In the l960's the Tripoli Steel Orchestra toured the United States, exciting audiences with music from instruments made from 55-gallon oil drums and invented half a century ago in Trinidad and Tobago. Since then several steelbands have visited the U.S. for performing dates. There are also two dozen small groups in West Indian communities here, and steelbands can be found in the percussive arts departments of over thirty U.S. colleges and universities.
Maintaining a steelband anywhere is difficult. Rehearsal space is scarce since steelbands are cumbersome ensembles, bookings are infrequent and recording contracts rarer than some endangered species. For these reasons alone Our Boys Steel Orchestra must be congratulated for taking up the daunting challenge of being a professional steelband-in-residence in the U.S. The hurdles have been enormous, but in a communal atmosphere where generosity of spirit abounds band members have made a home-away-from-home in San Francisco. This talented and disciplined group of young musicians have struggled out of anonymity with admirable grace and plenty of island charm.
The band has also benefited immensely from the special attention of producer Andy Narell, perhaps the most widely-known pan player. Narell featured Our Boys in his first music video, and produced the band's premiere album, "Pan Night and Day", the first digital recording of a steelband on an American label. That album brought Our Boys to Mango's international audience.
Pleased with the outcome, Mango agreed a year later to put Our Boys on disc again. On this album Our Boys celebrate one of the most specialized musicians: steelband composers. The album presents an intelligent sample of the work of Len "Boogsie" Sharpe, the instruments most prolific composer, along with compositions from Ray Holman and Narell himself.

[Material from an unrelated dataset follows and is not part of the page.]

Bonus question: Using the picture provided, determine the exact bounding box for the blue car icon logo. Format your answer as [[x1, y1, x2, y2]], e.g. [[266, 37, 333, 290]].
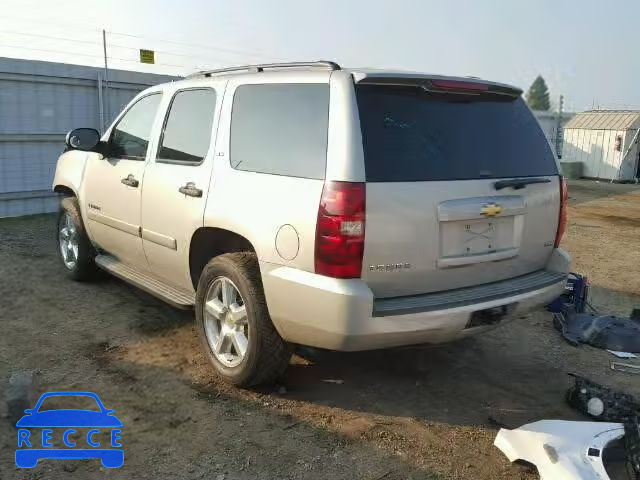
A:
[[15, 391, 123, 468]]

Those who have heard the sometimes disastrous results on a steelband of a change in arrangers know how difficult it is to interpret with equal enthusiasm the styles of musicians as different as these three composers. But Our Boys has done just that, and still maintained the integrity of the music. Their expression of Boogsie's "Pan Progress" illuminates the spunk and daring in all his music. The band's condensed version of "My Band" carefully captures Ray Holman's melodic elegance, intelligent chord structure and control of rhythm. And in a calypso version of the soca/jazz hit "We Kinda Music" Narell shows he can arrange calypso with the same care and complexity he brings to his jazz compositions.
For technical excellence alone this album stands out since most steelband records are poor reproductions of the instruments' airy tone. Narell, as producer and perhaps the foremost expert on recording pan, achieves a sound that resembles the rich presence of a steelband concert. There is delicate clarity and coherence in the tonal quality. Most of all, there is that catchy calypso beat that Our Boys renders so well. Pan lovers everywhere will be grateful.